BPatG 152 Die Beschwerde wird zurückgewiesen.

Gründe

I Zur Eintragung in das Markenregister für die Dienstleistungen

"35 Werbung, nämlich Dienstleistungen einer Werbeagentur; Onlinewerbung in einem Computernetzwerk, nämlich Präsentation von Firmen im Internet und anderen Medien; Sponsoring in Form von Werbung; Werbung im Internet für Dritte, Kundengewinnung und -pflege durch Versandwerbung (Mailing); Verbreitung von Werbeanzeigen; Verfassen von Werbetexten für Dritte; Vermietung von Werbeflächen, auch im Internet (Bannerexchange); Zusammenstellung und Vermittlung von Adressen, auch in Computerdatenbanken 38 Nachrichtenwesen, insbesondere Sammeln, Auswerfen, Bereitstellen und Übermitteln von Nachrichten aller Art an Internetadressen; internetbezogene Dienstleistungen, nämlich Bereitstellen eines Zuganges zu Texten, Graphiken, audiovisuellen und Multimedia-Informationen, Dokumenten, Datenbanken und Computerprogrammen; Bereitstellung und Betrieb von Internet-Chatrooms, Plattformen und Portalen im Internet; Dienstleistungen einer Presseagentur; elektronische Nachrichtenübermittlung 41 Unterhaltung, auch über das Internet; online angebotene Spieldienstleistungen; Herausgabe von Verlagsund Druckereierzeugnissen in elektronischer Form, auch im Internet; Bereitstellen von elektronischen Publikationen; Dienstleistungen eines Verlages; digitaler Bilderdienst; Dienstleistungen eines Zeitungsreporters; Erstellen von Bildreportagen; Herausgabe von Zeitschriften und Büchern in elektronischer Form, auch im Internet 42 Dienstleistungen eines Onlineanbieters, nämlich Vermietung von Zugriffszeiten zu und Betrieb von Datenbanken sowie Sammeln, Speichern, Verarbeiten und Liefern von Daten, Nachrichten und Informationen jeder Art; Datenverwaltung auf Servern: digitale Bildbearbeitung; Erstellen von Programmen für die Datenverarbeitung; redaktionelle Betreuung von Internetauftritten; Vermietung und Wartung von Speicherplätzen zur Benutzung als Websites für Dritte (Hosting)"
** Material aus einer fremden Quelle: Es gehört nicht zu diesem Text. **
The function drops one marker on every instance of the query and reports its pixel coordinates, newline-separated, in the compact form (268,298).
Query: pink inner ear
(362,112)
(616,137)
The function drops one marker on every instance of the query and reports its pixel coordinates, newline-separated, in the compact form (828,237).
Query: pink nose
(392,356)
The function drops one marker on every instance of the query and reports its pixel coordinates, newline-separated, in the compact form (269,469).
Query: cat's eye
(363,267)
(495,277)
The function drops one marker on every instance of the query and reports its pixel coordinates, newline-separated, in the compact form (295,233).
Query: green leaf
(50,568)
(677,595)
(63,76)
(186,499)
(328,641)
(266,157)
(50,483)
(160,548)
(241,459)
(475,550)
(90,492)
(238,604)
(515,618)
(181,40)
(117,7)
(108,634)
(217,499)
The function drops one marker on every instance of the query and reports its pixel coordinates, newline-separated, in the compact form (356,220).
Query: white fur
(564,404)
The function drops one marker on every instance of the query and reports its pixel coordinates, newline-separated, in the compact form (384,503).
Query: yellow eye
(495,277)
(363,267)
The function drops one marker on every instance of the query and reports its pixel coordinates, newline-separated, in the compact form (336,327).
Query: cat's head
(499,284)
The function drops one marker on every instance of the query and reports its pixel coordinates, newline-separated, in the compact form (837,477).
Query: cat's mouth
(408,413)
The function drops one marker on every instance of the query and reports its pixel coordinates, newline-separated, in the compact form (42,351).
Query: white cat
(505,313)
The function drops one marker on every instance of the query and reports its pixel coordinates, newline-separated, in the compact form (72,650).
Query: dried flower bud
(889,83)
ist die Wortmarkekrassnewsangemeldet worden.

Die Markenstelle für Klasse 38 des Deutschen Patentund Markenamts hat die Anmeldung zunächst mit Beschluss vom 21. Februar 2006 vollumfänglich zurückgewiesen, weil ihr für alle in der Anmeldung aufgeführten Dienstleistungen die Unterscheidungskraft fehle (§ 8 Abs. 2 Nr. 1 MarkenG). Auf die Erinnerung der Anmelderin hin hat sie diesen Zurückweisungsbeschluss teilweise aufgehoben, soweit die Anmeldung für die Dienstleistungen

"Vermietung von Werbeflächen, auch im Internet (Bannerexchange); Zusammenstellung und Vermittlung von Adressen, auch in Computerdatenbanken; Unterhaltung, auch über das Internet; Datenverwaltung auf Servern; digitale Bildbearbeitung; Erstellen von Programmen für die Datenverarbeitung; Vermietung und Wartung von Speicherplätzen zur Benutzung als Websites für Dritte (Hosting)"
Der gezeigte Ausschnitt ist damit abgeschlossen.